En 2000, il a épousé W., avec laquelle il a eu deux
enfants, nés en 2001 et 2005. Le couple s'est séparé en juin 2013. La
garde des enfants a alors été accordée à B., tandis qu'un droit de
visite a été octroyé à W.. Cette dernière ne verse aucune
contribution pour l'entretien des enfants, mais reçoit de B. une
pension mensuelle de 500 fr., depuis le 1
er
juillet 2013.
Le casier judiciaire de B.________ est vierge.

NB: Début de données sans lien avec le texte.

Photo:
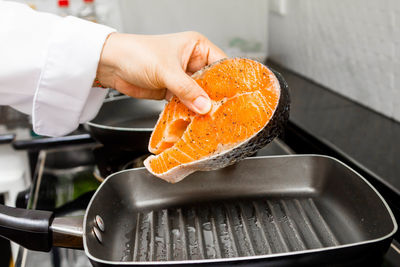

2.Le 15 mai 2013, W.________ a déposé plainte contre B.,
en faisant état de violences domestiques dont elle aurait été victime. Lors
de son audition du 12 août 2013 par le Procureur, elle a accepté de
suspendre la procédure pénale pour une durée de six mois, en application
de l'art. 55a CP. Une suspension de la procédure a ainsi été prononcée
jusqu'au 13 février 2014. Le 7 février 2014, W. a cependant requis
la reprise de l'instruction.
Le 8 septembre 2014, le Ministère public a rendu une
ordonnance de classement dans la cause en question. W.________ a
recouru contre cette ordonnance auprès de la Chambre des recours
pénale du Tribunal cantonal et obtenu son annulation par arrêt du 27
novembre 2014, le dossier ayant été renvoyé au Ministère public pour
nouvelle instruction.
Le 20 avril 2015, le Procureur a rendu un acte d'accusation en
estimant que B.________ avait réalisé l'infraction de voies de fait qualifiées
au sens de l'art. 126 al. 1 et 2 let. b CP.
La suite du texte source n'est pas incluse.